O semplicemente respirare di nuovo. Che tu ti concentri su un accento vagante di chitarra slide nel mix Dolby Atmos di "Mine (Taylor's Version)" di Taylor Swift o apprezzi i dettagli seghettati della filigrana dell'arrangiamento in ottone nel vintage "Big Swifty" di Frank Zappa, l'idea è quella di porta nelle tue orecchie la sensazione tridimensionale e truccata degli array di altoparlanti di grandi dimensioni.

Ma la musica classica esisteva decenni fa. Sia la Deutsche Grammophon che l'etichetta Philips sperimentarono “Quadraphonic” – o versioni a quattro canali – negli anni '70. Più recentemente, le registrazioni e i mix binaurali, progettati per simulare quella sensazione 3-D, sono stati una delizia. Ora, però, queste e altre pratiche di produzione spaziale stanno beneficiando di maggiori investimenti aziendali, inclusa la tecnologia di tracciamento della testa come caratteristica delle nuovissime cuffie Beats di Apple. (Quando muovi la testa mentre li indossi, con l'opzione di tracciamento abilitata, i punti sonori sembrano rimanere fissi nel tuo campo a 360 gradi, anche se sterzi.)

L’head tracking mi sembrava in gran parte inutile – addirittura fonte di distrazione – finché non l’ho provato con la nuova registrazione d’archivio “Evenings at the Village Gate”, con John Coltrane ed Eric Dolphy.

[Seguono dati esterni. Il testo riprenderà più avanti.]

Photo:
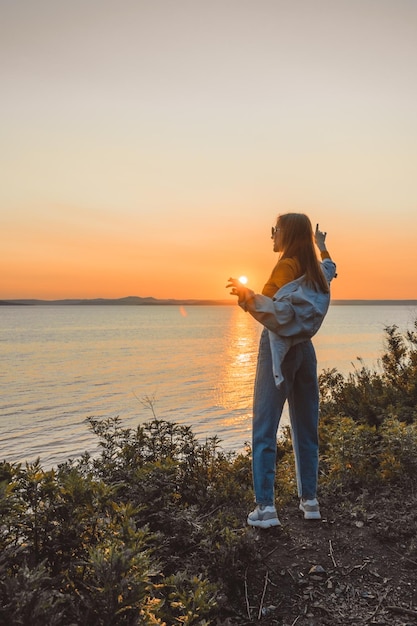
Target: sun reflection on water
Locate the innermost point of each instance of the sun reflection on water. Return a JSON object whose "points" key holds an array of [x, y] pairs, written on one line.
{"points": [[235, 388]]}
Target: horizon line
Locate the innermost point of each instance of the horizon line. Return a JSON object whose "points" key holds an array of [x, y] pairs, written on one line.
{"points": [[150, 300]]}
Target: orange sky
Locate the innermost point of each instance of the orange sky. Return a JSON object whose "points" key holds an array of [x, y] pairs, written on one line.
{"points": [[147, 147]]}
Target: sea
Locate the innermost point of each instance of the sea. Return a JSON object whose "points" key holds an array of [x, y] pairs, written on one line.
{"points": [[192, 365]]}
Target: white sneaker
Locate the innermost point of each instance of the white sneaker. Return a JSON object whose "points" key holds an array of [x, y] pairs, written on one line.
{"points": [[310, 508], [264, 517]]}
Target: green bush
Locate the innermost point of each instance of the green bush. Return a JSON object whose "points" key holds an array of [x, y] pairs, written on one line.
{"points": [[149, 532]]}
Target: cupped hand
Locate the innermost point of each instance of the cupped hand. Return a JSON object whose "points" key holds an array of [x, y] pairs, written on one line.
{"points": [[320, 238], [237, 289]]}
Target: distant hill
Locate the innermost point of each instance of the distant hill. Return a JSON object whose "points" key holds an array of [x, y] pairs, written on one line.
{"points": [[138, 301], [128, 301]]}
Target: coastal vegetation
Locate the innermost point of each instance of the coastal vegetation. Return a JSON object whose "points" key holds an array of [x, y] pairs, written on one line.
{"points": [[152, 529]]}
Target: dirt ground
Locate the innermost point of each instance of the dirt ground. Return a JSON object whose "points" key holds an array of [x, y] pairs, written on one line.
{"points": [[357, 566]]}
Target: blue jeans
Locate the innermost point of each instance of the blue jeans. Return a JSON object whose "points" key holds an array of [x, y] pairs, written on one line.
{"points": [[300, 387]]}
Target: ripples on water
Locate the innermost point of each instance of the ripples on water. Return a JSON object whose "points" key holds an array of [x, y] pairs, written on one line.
{"points": [[60, 364]]}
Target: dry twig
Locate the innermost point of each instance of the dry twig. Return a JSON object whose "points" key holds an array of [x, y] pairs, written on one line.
{"points": [[246, 594], [331, 554], [263, 595]]}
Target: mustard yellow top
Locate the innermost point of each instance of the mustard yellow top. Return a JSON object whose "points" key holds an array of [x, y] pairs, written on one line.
{"points": [[284, 272]]}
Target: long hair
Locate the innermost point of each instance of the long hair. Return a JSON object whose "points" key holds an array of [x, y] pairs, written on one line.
{"points": [[297, 241]]}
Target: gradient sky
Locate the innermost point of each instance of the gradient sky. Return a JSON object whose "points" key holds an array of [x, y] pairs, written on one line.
{"points": [[147, 146]]}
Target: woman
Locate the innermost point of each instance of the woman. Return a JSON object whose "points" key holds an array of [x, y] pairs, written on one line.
{"points": [[287, 366]]}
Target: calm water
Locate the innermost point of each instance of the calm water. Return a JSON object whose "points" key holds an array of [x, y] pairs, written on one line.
{"points": [[60, 364]]}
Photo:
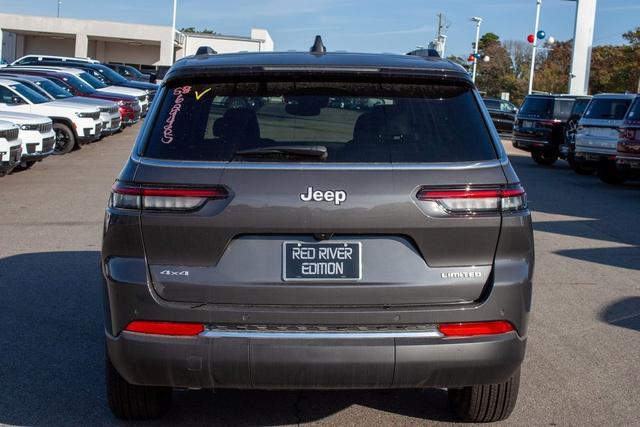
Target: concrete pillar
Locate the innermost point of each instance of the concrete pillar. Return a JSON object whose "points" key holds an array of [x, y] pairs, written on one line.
{"points": [[82, 45], [167, 50], [582, 44]]}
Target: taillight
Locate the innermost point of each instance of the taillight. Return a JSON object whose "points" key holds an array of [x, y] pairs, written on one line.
{"points": [[476, 200], [475, 328], [165, 328], [630, 134], [549, 123], [162, 198]]}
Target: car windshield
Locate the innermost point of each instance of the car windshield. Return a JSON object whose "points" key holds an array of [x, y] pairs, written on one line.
{"points": [[634, 112], [579, 106], [562, 109], [133, 71], [79, 84], [492, 103], [52, 89], [607, 108], [345, 122], [537, 106], [109, 74], [30, 94], [95, 83]]}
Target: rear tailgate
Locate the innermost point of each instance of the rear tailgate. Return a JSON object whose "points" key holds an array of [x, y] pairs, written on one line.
{"points": [[382, 142], [232, 250]]}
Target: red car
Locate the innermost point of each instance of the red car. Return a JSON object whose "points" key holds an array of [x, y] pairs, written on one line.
{"points": [[129, 106], [628, 156]]}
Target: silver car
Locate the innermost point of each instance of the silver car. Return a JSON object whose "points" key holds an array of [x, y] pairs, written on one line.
{"points": [[597, 135]]}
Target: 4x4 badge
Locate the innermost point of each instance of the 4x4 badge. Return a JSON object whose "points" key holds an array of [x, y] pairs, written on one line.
{"points": [[334, 196]]}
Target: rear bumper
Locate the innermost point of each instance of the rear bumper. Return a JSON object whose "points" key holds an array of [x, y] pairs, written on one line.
{"points": [[290, 362], [594, 156], [532, 144], [630, 161]]}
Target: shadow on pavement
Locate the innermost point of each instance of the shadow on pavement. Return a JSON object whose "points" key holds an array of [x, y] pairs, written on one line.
{"points": [[624, 313], [602, 212], [51, 362]]}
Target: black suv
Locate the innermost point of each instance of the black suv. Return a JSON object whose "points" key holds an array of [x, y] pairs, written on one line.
{"points": [[503, 114], [568, 148], [310, 245], [541, 124]]}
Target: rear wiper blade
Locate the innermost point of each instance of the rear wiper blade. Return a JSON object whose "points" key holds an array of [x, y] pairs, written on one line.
{"points": [[317, 151]]}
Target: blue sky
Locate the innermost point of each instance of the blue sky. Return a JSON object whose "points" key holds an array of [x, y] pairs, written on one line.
{"points": [[355, 25]]}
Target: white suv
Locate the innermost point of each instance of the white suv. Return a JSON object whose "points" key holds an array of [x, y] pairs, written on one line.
{"points": [[36, 134], [109, 111], [10, 147], [34, 59], [72, 124], [141, 95]]}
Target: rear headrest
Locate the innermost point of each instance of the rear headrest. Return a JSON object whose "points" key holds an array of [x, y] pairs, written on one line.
{"points": [[237, 123]]}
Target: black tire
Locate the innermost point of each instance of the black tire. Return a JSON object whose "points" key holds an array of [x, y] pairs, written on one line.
{"points": [[579, 168], [135, 402], [545, 158], [65, 139], [610, 175], [485, 403], [570, 131]]}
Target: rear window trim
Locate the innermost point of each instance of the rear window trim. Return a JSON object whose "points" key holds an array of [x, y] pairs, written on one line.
{"points": [[198, 164], [435, 78]]}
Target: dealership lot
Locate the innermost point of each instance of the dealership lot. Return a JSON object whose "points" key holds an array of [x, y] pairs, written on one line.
{"points": [[583, 352]]}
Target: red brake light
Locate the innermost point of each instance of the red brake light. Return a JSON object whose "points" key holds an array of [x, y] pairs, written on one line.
{"points": [[472, 200], [165, 328], [163, 198], [475, 328]]}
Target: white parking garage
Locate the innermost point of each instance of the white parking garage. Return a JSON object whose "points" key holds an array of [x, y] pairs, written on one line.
{"points": [[150, 45]]}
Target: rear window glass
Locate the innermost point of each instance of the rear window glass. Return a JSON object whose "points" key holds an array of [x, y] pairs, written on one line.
{"points": [[354, 122], [634, 113], [607, 108], [538, 107], [579, 106], [562, 108], [490, 103]]}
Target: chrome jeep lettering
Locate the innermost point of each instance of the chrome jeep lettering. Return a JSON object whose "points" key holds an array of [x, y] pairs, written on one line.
{"points": [[334, 196]]}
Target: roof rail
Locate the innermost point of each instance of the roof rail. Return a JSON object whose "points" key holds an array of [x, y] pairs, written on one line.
{"points": [[205, 50], [318, 46]]}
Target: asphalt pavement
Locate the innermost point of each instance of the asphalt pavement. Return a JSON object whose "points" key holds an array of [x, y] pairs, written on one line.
{"points": [[583, 358]]}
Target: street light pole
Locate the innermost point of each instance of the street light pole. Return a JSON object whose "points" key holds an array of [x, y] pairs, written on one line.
{"points": [[535, 44], [173, 32], [478, 21]]}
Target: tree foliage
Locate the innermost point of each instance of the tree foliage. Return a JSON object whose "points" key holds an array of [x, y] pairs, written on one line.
{"points": [[613, 68]]}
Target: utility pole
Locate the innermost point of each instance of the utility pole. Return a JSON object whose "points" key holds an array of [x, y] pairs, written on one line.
{"points": [[441, 38], [478, 21], [173, 32], [535, 44]]}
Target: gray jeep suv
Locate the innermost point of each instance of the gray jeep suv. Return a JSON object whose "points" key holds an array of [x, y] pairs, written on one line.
{"points": [[360, 227]]}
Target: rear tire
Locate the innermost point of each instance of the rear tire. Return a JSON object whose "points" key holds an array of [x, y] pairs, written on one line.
{"points": [[544, 157], [135, 402], [65, 138], [580, 168], [610, 175], [485, 403]]}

Ascoltare il clarinetto basso di Dolphy davanti al mio viso - in un modo che è rimasto stabile, anche quando ho scosso la testa meravigliato dal suo modo di suonare - mi ha dato la fugace sensazione di condividere lo spazio con la leggenda. Un bel trucco, anche se non più importante del modo in cui Dolphy o Coltrane suonano alle loro condizioni.

Nel periodo in cui venne effettuata la registrazione, i compositori classici stavano introducendo concetti spazializzati nella loro pratica creativa. Ancor prima che la tecnologia relativamente mite del suono stereo a due canali fosse standard in ogni casa, Karlheinz Stockhausen e altri utilizzavano mix più complessi per lavori che coinvolgevano l'elettronica o elementi registrati.

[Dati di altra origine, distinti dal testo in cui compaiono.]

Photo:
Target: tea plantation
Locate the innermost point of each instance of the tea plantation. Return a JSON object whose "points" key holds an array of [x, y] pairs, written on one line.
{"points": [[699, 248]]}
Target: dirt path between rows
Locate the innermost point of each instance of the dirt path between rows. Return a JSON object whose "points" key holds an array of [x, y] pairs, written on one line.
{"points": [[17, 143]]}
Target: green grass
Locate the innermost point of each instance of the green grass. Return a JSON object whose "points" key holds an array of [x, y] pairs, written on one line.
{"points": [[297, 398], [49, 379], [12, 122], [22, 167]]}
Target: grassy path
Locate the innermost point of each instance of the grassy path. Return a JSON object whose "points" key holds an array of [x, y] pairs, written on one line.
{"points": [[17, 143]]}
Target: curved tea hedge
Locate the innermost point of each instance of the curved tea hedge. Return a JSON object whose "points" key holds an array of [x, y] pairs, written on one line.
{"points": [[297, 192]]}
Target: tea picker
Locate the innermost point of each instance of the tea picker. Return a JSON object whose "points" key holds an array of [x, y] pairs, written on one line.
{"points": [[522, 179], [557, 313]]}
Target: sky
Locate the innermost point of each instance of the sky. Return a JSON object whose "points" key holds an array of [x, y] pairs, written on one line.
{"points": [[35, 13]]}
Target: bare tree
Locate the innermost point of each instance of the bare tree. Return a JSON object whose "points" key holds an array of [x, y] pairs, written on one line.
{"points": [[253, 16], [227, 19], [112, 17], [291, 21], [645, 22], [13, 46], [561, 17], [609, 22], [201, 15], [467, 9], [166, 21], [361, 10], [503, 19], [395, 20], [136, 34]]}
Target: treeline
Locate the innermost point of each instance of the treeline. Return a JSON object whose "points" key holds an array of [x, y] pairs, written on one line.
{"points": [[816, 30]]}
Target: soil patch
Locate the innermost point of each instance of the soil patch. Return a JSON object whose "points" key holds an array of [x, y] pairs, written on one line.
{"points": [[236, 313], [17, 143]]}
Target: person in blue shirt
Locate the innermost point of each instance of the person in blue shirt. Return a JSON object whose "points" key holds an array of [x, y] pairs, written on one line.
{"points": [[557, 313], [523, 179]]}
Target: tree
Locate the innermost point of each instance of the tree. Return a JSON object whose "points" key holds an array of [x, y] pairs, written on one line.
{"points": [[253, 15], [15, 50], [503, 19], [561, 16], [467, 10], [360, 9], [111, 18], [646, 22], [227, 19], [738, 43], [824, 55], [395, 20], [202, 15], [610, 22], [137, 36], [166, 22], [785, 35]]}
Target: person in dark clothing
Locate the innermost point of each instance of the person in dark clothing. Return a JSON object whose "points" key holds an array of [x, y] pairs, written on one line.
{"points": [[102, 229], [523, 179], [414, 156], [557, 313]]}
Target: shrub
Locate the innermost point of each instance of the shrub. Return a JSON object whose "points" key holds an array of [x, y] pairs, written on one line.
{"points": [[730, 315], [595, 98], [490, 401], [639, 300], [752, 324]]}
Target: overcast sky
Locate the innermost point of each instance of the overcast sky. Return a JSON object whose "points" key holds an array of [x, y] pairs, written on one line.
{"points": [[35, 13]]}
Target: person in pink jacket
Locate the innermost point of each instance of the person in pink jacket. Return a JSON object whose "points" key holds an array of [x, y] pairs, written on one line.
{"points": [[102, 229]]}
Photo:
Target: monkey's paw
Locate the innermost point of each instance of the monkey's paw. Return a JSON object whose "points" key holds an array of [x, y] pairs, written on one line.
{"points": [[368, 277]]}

C'è una ragione per cui Stockhausen è uno dei personaggi culturali sulla copertina di “Sgt. Pepper's Lonely Hearts Club Band”: le opere del compositore, come “Gesang der Jünglinge”, del 1956, utilizzavano un mix di cinque altoparlanti (di cui uno sul soffitto). Ciò lasciò un'impressione duratura su Paul McCartney, che una volta descrisse "Gesang" come il suo pezzo "plick-plop" preferito di Stockhausen.

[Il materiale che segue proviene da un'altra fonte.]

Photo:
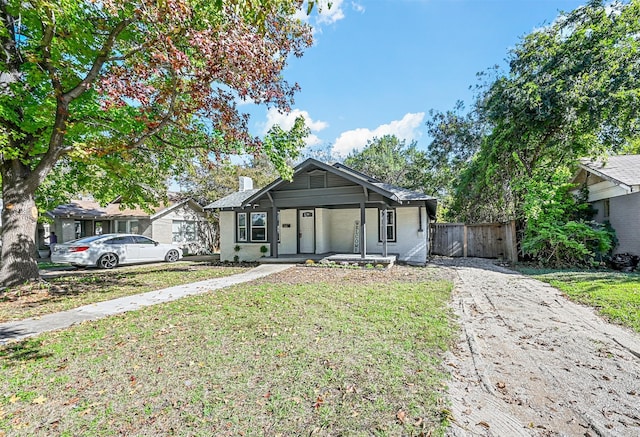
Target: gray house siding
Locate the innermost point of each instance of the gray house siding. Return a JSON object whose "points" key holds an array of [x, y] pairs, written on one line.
{"points": [[624, 217]]}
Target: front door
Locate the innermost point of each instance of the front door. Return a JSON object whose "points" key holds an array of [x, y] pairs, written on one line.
{"points": [[306, 231]]}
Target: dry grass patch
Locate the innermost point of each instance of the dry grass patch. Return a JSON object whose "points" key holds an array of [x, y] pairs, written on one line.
{"points": [[306, 351], [82, 287]]}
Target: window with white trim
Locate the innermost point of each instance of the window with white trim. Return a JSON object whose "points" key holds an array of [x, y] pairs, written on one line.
{"points": [[184, 231], [258, 226], [127, 227], [241, 234], [390, 228]]}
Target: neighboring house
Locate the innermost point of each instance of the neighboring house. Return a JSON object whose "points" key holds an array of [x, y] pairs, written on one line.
{"points": [[178, 221], [614, 191], [326, 209]]}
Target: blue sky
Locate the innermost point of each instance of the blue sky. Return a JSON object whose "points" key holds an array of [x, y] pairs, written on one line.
{"points": [[378, 66]]}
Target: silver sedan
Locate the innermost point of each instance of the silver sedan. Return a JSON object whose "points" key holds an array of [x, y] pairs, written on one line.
{"points": [[110, 250]]}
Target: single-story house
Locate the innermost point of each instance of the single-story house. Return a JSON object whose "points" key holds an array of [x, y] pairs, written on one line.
{"points": [[178, 221], [325, 209], [614, 191]]}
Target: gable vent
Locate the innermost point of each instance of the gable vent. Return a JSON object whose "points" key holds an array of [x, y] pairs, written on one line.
{"points": [[317, 181]]}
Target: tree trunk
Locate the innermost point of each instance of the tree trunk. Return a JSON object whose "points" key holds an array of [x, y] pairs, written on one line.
{"points": [[19, 222]]}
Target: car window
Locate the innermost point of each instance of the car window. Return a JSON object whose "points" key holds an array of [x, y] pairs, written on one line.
{"points": [[86, 239], [142, 240], [125, 239]]}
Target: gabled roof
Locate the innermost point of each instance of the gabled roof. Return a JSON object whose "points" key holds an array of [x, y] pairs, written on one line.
{"points": [[392, 192], [622, 170]]}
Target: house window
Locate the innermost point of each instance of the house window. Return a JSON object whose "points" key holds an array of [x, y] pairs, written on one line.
{"points": [[390, 228], [127, 227], [242, 226], [251, 227], [258, 226], [184, 231]]}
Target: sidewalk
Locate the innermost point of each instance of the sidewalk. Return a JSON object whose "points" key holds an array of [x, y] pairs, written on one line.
{"points": [[18, 330]]}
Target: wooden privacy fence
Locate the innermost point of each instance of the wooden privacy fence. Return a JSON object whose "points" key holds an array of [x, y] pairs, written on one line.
{"points": [[484, 240]]}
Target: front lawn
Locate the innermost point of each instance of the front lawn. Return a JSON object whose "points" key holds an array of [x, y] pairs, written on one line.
{"points": [[82, 287], [615, 295], [303, 352]]}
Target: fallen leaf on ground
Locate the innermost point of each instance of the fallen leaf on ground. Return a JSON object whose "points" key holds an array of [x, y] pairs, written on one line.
{"points": [[39, 400], [401, 416]]}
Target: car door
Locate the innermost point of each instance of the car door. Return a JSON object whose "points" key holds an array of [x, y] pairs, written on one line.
{"points": [[147, 249], [119, 245]]}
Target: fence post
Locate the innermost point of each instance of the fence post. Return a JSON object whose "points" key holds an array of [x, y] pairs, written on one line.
{"points": [[464, 241]]}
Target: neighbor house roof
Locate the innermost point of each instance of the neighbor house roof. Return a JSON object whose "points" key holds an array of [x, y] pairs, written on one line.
{"points": [[90, 209], [234, 200], [392, 192], [622, 170]]}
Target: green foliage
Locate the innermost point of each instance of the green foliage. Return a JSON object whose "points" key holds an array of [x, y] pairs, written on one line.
{"points": [[558, 230], [614, 294], [572, 91], [112, 98], [391, 160]]}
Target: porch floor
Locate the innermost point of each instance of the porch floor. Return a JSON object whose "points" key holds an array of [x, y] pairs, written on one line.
{"points": [[370, 258]]}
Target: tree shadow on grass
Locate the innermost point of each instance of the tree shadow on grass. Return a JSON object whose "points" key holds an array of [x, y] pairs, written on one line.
{"points": [[22, 352]]}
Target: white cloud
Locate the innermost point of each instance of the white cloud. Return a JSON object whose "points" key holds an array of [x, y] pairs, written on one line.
{"points": [[286, 121], [357, 7], [329, 15], [405, 129]]}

Ora, anche gli angoli più tradizionali del mondo della musica classica stanno entrando nell’audio spaziale.

I principali direttori d'orchestra nel mondo orchestrale, tra cui Riccardo Muti ed Esa-Pekka Salonen, hanno approvato personalmente i mix audio spaziali delle loro recenti registrazioni, che sono state rilasciate su Apple Music e sulla sua app di streaming di musica classica. E, come con altri generi, Apple ha raccolto playlist di remix spazializzati.

Nel frattempo i protagonisti abituali del coinvolgente gruppo della musica classica hanno continuato a esercitare il loro mestiere: i membri di SWR Experimentalstudio sono venuti questo mese al Time Spans Festival di New York, portando opere surround del modernista italiano Luigi Nono. E il compositore-sassofonista americano Anthony Braxton ha portato un nuovo concetto di suono surround, "Thunder Music", al corso estivo di Darmstadt in Germania.

Quelle esibizioni dal vivo erano fantastiche. Per quanto riguarda le registrazioni, la storia è diversa: dopo aver ascoltato di recente una varietà di mix Dolby Atmos, ho avuto la sensazione che la lista più mainstream di offerte spaziali della musica classica rimane un lavoro in corso.

Da qualche parte nel mezzo c'era la Sonic Sphere, la realizzazione di un concetto audio spaziale di Stockhausen, allo Shed di New York quest'estate. La sua configurazione di 124 altoparlanti circondava circa 200 ascoltatori alla volta. All'inizio di luglio ho ascoltato un nuovo mix di "Music for 18 Musicians" di Steve Reich che soffriva di frequenze dei bassi confuse. Ciò, sfortunatamente, ha anche privato l'opera della sua grazia cesellata e minimalista; invece di seguire le linee del clarinetto basso, intuivi semplicemente che fossero lì. Il senso del dramma era stato sprecato.